As so often, Charles Krauthammer cuts through to a central question of our time. His column today is a chilling one, and it’s about the potential for both a natural or a deliberate outbreak of a deadly flu virus. Money quote:
[R]esurrection of the [1918 flu] virus and publication of its structure open the gates of hell. Anybody, bad guys included, can now create it. Biological knowledge is far easier to acquire for Osama bin Laden and friends than nuclear knowledge. And if you can’t make this stuff yourself, you can simply order up DNA sequences from commercial laboratories around the world that will make it and ship it to you on demand. Taubenberger himself admits that “the technology is available.”

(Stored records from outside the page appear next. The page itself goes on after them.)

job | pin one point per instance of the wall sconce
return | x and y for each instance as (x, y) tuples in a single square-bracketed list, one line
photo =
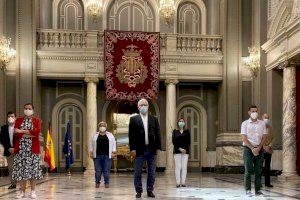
[(94, 8), (167, 9), (252, 61), (6, 53)]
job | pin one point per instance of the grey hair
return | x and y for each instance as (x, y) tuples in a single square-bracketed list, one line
[(142, 101), (102, 122)]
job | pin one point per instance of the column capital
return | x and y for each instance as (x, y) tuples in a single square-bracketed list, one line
[(91, 79), (171, 81), (288, 63)]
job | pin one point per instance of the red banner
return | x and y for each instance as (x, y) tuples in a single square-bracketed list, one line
[(131, 62)]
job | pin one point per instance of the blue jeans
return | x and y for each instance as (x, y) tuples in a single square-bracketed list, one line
[(138, 166), (101, 166)]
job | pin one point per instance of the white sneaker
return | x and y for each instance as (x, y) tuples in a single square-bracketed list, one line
[(21, 195), (33, 195)]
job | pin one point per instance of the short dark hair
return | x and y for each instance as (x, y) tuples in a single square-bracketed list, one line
[(29, 104), (252, 106), (10, 113)]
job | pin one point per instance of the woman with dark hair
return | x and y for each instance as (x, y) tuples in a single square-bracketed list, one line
[(27, 149), (181, 142)]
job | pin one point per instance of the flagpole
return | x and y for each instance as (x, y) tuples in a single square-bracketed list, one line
[(69, 172)]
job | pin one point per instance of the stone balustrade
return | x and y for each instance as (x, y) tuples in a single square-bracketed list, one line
[(48, 39)]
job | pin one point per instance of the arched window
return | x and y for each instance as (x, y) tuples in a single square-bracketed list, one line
[(70, 15), (188, 18), (129, 15)]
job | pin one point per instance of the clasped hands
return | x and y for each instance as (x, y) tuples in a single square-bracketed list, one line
[(25, 132), (255, 151)]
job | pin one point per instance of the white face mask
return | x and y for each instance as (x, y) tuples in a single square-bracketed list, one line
[(28, 112), (267, 121), (102, 129), (254, 115), (11, 120)]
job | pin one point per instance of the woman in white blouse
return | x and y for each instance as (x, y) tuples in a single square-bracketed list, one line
[(102, 149)]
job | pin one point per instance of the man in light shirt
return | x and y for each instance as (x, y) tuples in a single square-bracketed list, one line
[(254, 134), (6, 139), (144, 142)]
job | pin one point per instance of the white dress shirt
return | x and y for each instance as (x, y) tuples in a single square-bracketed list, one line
[(145, 122), (254, 131)]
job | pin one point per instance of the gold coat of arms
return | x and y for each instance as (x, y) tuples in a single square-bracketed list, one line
[(131, 69)]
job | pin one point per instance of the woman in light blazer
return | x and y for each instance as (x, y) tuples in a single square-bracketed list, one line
[(102, 149)]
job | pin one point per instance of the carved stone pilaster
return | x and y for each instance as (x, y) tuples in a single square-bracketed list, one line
[(91, 115)]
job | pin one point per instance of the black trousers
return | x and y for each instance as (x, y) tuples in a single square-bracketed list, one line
[(267, 157)]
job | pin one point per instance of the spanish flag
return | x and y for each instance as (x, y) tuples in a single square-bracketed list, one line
[(49, 152)]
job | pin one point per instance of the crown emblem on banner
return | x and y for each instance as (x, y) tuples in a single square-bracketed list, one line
[(131, 69)]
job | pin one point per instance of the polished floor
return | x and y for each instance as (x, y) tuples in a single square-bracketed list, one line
[(199, 186)]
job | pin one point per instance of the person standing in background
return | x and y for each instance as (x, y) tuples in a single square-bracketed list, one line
[(144, 142), (253, 133), (6, 139), (102, 149), (27, 149), (181, 141)]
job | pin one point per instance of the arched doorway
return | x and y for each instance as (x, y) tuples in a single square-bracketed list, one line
[(69, 110), (196, 121)]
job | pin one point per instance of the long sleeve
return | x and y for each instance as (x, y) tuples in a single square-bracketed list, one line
[(131, 134), (114, 148), (91, 143), (36, 127), (189, 139), (157, 132)]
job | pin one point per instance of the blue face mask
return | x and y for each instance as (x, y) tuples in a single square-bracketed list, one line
[(181, 124), (144, 109)]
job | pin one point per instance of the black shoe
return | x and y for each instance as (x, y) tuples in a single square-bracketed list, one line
[(269, 185), (138, 195), (12, 186), (150, 194)]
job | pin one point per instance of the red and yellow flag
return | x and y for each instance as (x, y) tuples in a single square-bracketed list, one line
[(49, 152)]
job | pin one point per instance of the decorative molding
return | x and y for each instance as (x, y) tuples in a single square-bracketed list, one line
[(171, 81), (91, 79), (82, 58), (194, 61)]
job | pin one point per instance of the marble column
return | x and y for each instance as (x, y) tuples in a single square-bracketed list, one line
[(170, 121), (2, 73), (289, 123), (91, 114)]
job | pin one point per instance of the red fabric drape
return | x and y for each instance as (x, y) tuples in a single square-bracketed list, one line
[(131, 62), (298, 117)]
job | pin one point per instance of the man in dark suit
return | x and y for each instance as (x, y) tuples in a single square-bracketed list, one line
[(144, 141), (6, 139)]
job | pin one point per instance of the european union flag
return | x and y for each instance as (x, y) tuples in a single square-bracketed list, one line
[(68, 147)]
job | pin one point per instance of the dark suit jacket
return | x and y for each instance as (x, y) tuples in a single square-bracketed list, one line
[(5, 141), (137, 134)]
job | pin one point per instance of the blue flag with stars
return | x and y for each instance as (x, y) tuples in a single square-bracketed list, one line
[(68, 151)]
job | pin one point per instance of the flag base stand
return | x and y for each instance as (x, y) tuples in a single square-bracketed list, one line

I fear we are close to the moment when our intellectual capabilities as human beings overtake our moral capacity for self-restraint. We are becoming too smart for our own good. We know too much, and have too much potential for massive destruction for major shit not to hit the fan relatively soon. I’m not even talking about unintended consequences of intellectual or scientific advances. I’m talking about deliberate use of destructive technologies to end our civilization as we have known it. Have we advanced morally as a species at the same pace that we have advanced technologically? The question answers itself. In the recent past, we feared nuclear immolation at the hands of governments, but the logic of mutually assured destruction kept the peace. Now, the very technology that empowers a blogger like me can also empower any number of murderous lunatics to kill on a massive scale. What are the grounds for hoping that the worst won’t happen in our lifetimes? What are the odds? If someone out there can provide an argument to cheer me up, I’d be grateful.